G.P. –En eso andamos. La resistencia y las consecuentes victorias de los preteridos –los otrora seres invisibles- escriben hoy en nuestra América, en muchas naciones, otra historia. Pero no para abjurar de todo cuanto nos legó el colonizador, sino para develar y combatir sus injusticias y aberraciones. En lo particular me enorgullezco de la herencia que entre nosotros dejó el pensamiento progresista europeo, al cual debemos en buena medida nuestras luchas actuales. La humanidad se ha forjado en una mutua asimilación de culturas, con o sin empleo de la violencia, pero no siempre la del colonizador ha resultado vencedora (Roma ante Grecia es caso paradigmático). El imperio estadounidense en el último siglo, con su big stick y sus mass media, ha venido labrando entre nosotros su estilo de vida y hasta sus propias concepciones políticas (sobre todo en sectores de la clase media), pero no ha logrado totalmente imponerlos. La resistencia cultural se une ahora a la resistencia política contra toda hegemonía.

F.F. -Más que un poeta, ¿se consideraría usted un Shamán de la tribu, es decir; un intermediario entre el hombre y su entorno, entre el hombre y su comunidad, entre el hombre y su cultura, entre el hombre y su sabiduría, entre el hombre y su espíritu?

G.P. –No. Sólo soy un ser humano apegado a sus orillas, a sus convicciones y a sus sueños, poseído por todas las dudas del mundo.

F.F. -Cuando llueve, la mar que viene de arriba, se hace aire. Yo lo escribo. Cuando no llueve, el árbol se pone viejo, la tapara se parte, se resquebrajan las sombras, los jardines.... Cuándo llueve, ¿qué hace Gustavo Pereira? ¿Qué no hace?

G.P. -Cuando llueve añoro estar bajo un techo de zinc (que aparte de ello aborrezco) porque allí el sonido del agua establece una música que aprendí a oír y amar desde la infancia. Pero la lluvia es transitoria, como todo lo hermoso (excepto en Paris, donde parece eterna).

F.F. –Todos tenemos a diario la posibilidad de compartir cualquier cosa ¿Qué compartiría conmigo en este momento?
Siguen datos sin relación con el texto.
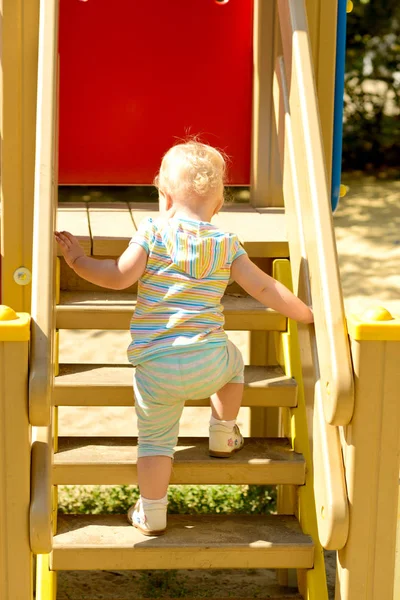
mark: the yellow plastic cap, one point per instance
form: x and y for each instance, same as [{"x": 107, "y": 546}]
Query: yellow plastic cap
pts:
[
  {"x": 7, "y": 313},
  {"x": 375, "y": 324},
  {"x": 377, "y": 313},
  {"x": 14, "y": 327}
]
G.P. –La amistad, don mayor.

F.F. –Una última pregunta para despedirnos. La misma gira alrededor de una sola palabra: GUAYAMURÍ. “Yo conjeturo, intuyo, aventuro, digo que Guayamurí quiere decir madre del nuberío”… Es una concepción, sin duda, muy bella… y es, además, una imagen muy digna para una montaña, una imagen muy hermosa… ¿Cómo llegó usted a esa concepción? ¿Cómo se le ocurrió usted llamar a la montaña de Guayamurí madre del nuberío?

G.P. -Quienes en la isla de Margarita han visto el Guayamurí a cualquier hora pueden percibir, sobre el verdor de la floresta, su corona de nubes, ofrenda perpetua enviada por los dioses para que al mirarla nos percatemos de que la vida puede ser fecunda y hermosa mientras la naturaleza, nuestra madre, sea respetada y amada como la respetaron y amaron –y la respetan y aman- nuestros pueblos originarios a cuya devoción debemos el nombre de esa montaña.

Gustavo Pereira y Franklin Fernández. 2007.